Vickie Smith  |  9/20/2016 8:08:21 PM

Butterfly in an insect collection.

Have you ever chased butterflies or caught a ladybug to get a closer look at them? If so, you’ve been attracted by the largest group of animals on earth – insects! There are over one million different kinds! Some insects you have to catch with an insect net while others come to you using lights, etc.

Insects are small creatures, arthropods, with a hard covering (the skeleton) over the body. This hard cover helps protect the soft, inside parts of the insect’s body. It will also provides places for its muscles to be attached so the insects can move.

Insects' bodies are divided into three main parts, the head, the thorax, and the abdomen. The head has eyes, a mouth, and antennae (feelers.) The middle part is the thorax. It has the legs and wings attached. The part in the rear is the abdomen. It contains the stomach and other digestive organs. Reproductive organs are also in the abdomen.

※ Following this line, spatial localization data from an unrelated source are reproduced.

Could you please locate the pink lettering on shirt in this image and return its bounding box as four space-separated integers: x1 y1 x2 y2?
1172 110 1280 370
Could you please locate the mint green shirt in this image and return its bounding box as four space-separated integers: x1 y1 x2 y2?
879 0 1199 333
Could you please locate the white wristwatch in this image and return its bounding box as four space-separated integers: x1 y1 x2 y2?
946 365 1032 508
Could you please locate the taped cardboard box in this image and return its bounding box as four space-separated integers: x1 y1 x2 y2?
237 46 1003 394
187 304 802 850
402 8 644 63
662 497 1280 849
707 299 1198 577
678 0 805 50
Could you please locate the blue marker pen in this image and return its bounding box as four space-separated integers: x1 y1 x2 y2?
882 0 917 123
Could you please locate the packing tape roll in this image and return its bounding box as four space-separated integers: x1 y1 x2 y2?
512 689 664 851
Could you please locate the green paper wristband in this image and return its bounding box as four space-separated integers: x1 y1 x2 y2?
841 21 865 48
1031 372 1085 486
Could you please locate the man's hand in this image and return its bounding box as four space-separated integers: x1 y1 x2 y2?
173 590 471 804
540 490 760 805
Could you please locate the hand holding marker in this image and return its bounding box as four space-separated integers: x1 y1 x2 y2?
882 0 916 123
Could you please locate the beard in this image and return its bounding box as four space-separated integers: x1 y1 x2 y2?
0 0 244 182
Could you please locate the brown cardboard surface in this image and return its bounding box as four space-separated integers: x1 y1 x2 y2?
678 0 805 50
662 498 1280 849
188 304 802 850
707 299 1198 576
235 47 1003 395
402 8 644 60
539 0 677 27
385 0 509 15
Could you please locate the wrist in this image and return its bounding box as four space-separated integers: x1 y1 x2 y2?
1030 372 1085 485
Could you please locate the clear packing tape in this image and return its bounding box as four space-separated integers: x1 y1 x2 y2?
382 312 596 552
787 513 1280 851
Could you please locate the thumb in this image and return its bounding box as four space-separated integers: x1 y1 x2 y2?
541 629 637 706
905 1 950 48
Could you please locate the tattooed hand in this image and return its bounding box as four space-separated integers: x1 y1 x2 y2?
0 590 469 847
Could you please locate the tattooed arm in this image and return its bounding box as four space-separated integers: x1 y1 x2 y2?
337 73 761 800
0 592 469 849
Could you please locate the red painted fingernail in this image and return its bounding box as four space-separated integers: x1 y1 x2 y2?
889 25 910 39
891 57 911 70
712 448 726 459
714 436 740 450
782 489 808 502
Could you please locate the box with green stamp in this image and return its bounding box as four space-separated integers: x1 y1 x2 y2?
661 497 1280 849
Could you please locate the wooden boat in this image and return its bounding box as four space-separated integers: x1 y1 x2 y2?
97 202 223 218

Insects have six legs (three pairs.) One pair is attached to each segment of the thorax. If the adult has wings, they are attached to the thorax. Insects are the only class of arthropods that have wings. Insects have two (one pair) antennae. The antennae are on the front of the head. They are often called “feelers.” Antennae serve as organs of touch, taste, smell and hearing. 

Creating an insect collection can be an interesting project for 4-H youth. Each insect collected will belong to a particular group called an order. This is the system used in grouping insects. You will need to place your insects in the orders in which they belong in your collection. All insects in an order look similar in some way.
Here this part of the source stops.